E’ proprio il caso del decreto in commento il quale, in conformità alle apposite indicazioni contenute sul punto nella legge delega, ha inteso effettuare una mera “traslazione” di fattispecie incriminatrici. Ed in effetti, a parte alcune trascurabili discordanze, i nuovi articoli del codice penale ripropongono esattamente il contenuto delle disposizioni abrogate.

Ad eccezione dell’art. 586-bis c.p., relativo al reato c.d. di doping, il quale non si limita a riprodurre fedelmente il testo dell’art. 9 della l. 376/200 ma inserisce il riferimento a un dolo specifico –ovvero il «fine di alterare le prestazioni agonistiche degli atleti»- non menzionato nel predetto art. 9. E’ bene evidenziare che l’art. 8, 1 co. del decreto ha precisato che «dalla data di entrata in vigore del presente decreto, i richiami alle disposizioni abrogate dall’articolo 7, ovunque presenti, si intendono riferiti alle corrispondenti disposizioni del codice penale come indicato dalla tabella A allegata al presente decreto».

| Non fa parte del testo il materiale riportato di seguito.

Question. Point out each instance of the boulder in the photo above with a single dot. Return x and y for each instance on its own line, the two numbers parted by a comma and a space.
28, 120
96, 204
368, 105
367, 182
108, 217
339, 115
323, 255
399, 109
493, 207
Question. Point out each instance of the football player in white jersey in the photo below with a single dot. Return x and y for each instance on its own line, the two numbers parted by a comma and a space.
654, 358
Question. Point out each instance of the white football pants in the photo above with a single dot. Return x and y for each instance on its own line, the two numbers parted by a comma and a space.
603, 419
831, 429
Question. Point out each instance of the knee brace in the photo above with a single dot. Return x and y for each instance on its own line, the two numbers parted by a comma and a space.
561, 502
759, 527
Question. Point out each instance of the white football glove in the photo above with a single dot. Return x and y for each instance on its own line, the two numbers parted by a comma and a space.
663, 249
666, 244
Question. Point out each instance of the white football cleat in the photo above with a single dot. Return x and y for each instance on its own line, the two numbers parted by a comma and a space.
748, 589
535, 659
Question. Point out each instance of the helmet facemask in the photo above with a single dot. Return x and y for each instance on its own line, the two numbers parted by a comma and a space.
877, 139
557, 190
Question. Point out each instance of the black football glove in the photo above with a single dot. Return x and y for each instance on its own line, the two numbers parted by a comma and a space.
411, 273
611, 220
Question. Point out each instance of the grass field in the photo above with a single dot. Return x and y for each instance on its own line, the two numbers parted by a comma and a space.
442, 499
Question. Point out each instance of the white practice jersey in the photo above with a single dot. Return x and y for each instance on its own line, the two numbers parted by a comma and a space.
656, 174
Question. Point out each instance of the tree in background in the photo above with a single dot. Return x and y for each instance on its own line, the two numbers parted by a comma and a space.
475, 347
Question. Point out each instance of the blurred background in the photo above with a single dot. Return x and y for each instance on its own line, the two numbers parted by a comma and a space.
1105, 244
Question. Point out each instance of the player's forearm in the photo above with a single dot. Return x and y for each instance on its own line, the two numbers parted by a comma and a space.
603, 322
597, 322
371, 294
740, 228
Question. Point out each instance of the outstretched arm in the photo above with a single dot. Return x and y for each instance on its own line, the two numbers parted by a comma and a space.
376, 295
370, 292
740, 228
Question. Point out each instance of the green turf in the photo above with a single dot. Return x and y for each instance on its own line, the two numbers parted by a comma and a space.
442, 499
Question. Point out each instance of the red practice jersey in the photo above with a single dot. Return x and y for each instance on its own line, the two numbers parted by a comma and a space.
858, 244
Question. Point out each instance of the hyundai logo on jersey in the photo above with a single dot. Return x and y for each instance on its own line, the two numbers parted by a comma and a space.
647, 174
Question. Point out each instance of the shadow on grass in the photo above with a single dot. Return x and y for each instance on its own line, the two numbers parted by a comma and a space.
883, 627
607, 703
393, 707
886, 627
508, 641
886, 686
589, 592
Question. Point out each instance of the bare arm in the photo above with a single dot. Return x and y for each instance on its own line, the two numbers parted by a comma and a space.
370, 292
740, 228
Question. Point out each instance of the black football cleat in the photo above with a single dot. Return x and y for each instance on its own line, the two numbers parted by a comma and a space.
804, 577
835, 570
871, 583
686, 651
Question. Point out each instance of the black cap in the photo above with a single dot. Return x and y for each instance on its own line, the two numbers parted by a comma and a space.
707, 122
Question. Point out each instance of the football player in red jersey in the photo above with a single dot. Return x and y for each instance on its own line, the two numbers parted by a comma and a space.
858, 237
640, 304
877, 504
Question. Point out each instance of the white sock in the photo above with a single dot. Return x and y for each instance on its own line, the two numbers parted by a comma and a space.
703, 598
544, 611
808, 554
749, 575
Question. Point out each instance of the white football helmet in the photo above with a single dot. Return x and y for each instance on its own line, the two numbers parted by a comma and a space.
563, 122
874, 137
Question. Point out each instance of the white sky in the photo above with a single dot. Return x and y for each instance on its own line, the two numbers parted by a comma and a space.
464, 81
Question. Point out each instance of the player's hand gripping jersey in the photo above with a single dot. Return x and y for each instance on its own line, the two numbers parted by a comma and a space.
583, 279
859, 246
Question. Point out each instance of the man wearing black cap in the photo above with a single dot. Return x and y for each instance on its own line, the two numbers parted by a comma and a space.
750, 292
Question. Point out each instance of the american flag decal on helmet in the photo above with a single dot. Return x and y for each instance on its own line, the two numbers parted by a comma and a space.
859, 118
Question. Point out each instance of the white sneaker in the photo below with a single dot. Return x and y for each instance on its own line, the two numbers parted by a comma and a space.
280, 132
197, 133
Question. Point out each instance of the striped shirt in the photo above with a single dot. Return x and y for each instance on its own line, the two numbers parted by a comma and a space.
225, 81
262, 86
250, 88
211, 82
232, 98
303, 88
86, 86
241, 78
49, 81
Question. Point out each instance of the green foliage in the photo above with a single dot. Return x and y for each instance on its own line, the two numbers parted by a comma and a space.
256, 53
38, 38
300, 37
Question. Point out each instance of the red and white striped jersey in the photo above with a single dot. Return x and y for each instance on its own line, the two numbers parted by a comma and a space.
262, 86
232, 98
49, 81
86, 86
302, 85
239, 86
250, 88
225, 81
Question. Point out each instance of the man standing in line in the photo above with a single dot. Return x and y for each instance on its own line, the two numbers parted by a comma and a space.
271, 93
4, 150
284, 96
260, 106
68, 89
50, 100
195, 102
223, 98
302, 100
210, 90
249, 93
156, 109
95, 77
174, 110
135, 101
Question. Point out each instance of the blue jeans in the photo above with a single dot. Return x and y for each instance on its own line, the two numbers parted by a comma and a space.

Oltre ad ampliare la parte speciale del codice penale, il decreto legislativo ha apportato delle modifiche anche alla parte generale. In particolare, previa abrogazione dell’art. 12-sexies, co. 1 e 2-ter del d.l. 306/1992, è stato inserito l’art. 240-bis c.p., in tema di confisca c.d. allargata al fine di porre all’interno del codice penale la fonte normativa di riferimento per tale ipotesi di confisca.

Anche in questo caso si tratta di un semplice trasferimento di norme con la precisazione che, risolvendo una questione controversa, il nuovo art. 240-bis c.p. ha chiarito che «in ogni caso il condannato non può giustificare la legittima provenienza dei beni sul presupposto che il denaro utilizzato per acquistarli sia provento o reimpiego dell’evasione fiscale, salvo che l’obbligazione tributaria sia stata estinta mediante adempimento nelle forme di legge». Infine, va precisato che il decreto legislativo ha inserito nella parte generale disposizioni relative alle circostanze del reato.

In particolare, l’aggravante del reato transnazionale (art. 61-bis c.p.) nonché le circostanze aggravanti e attenuanti per i reati connessi ad attività mafiose (art. 416-bis.1 c.p.), in precedenza disciplinate dalle corrispondenti disposizioni che sono state abrogate, si trovano oggi nel codice Rocco.